Chapter One
Owen
Being an NHL goalie means learning how to stay calm while chaos explodes around you. The crowd screams. Bodies crash into the boards. Grown men try to screen your vision while frozen rubber rockets fly toward your face at terrifying speeds. Most days, I can handle that just fine.
The second I step into the Venom arena, the familiar chaos crashes around me instantly. Music blasts through the speakers. Equipment managers wheel carts down the concrete hallway.
Standard game day sensations.
My phone buzzes again in my hand before I can even finish my coffee.
Mama Bird:I think this contractor is trying to screw me over.
I stop outside the locker room door and stare at the message.
Immediately irritated.
Not at her.
At the idea of my mother standing in that old house alone, trying to deal with some asshole contractor pretending she doesn’t know what’s happening.
Owen:Which contractor?
Another puck smacks the glass hard enough to rattle it beside me while Mom starts rapid-fire texting back.
I picture her standing in that house alone, arms crossed, trying to act like she’s not getting taken for a ride. Trying to sound tougher than she should have to be. She shouldn’t have to deal with this shit by herself.
But she always has.
Last month, I replaced half her plumbing after a pipe burst behind the kitchen wall. Before that, it was the furnace. Before that, outdated wiring that nearly started a fire. That house eats money and spits out disasters, but Mom refuses to leave it behind because my grandparents raised her there.
Home, she calls it.
Some days, I call it a death trap.
“Everything okay, Owen?”
I look up from my phone and blink at Camden, one of my teammates. He’s stuck in the doorway, trying to squeeze his way through without bashing the door into my back.

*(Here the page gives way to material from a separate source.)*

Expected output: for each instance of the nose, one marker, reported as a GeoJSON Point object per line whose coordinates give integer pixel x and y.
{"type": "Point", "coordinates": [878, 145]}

“Yeah. Sorry.” I shuffle aside to let him in.
Camden steps through, but he waits beside me, his brow furrowed in concern. “You look kind of… pissed? Did something happen?”
I lift my phone and force a smile. “Oh, it’s nothing. Just family stuff.”
He grimaces. “Oof, I know how that goes. Is your mom okay?”
Camden and I aren’t that close—sure, we hang out, but we don’t talk about our feelings and shit like some of the guys do. A bunch of the legacy players grew up together and were friends as kids, and they’ve formed a tight-knit group that’s the core of the Vegas Venom. They’ve never been rude to me, but we’re not best buds, and Camden doesn’t know the details of my life. All I’ve really told him is that my mom’s the only one in the picture and that I spend my holidays and vacations in Boston with her.
“Yeah, she’s fine.” The other words I want to say get stuck in my throat.
My thumb hovers over her name like I’m about to call anyway. Like I can fix it from three thousand miles away if I just hear her voice. I don’t.
Game day. No distractions.
The thought sits wrong in my chest.
I’m annoyed that she didn’t tell me there was a problem until now. I’m frustrated that she waited until right before a game to tell me that there was a problem, but I also feel guilty as hell for leaving her in that house all on her own.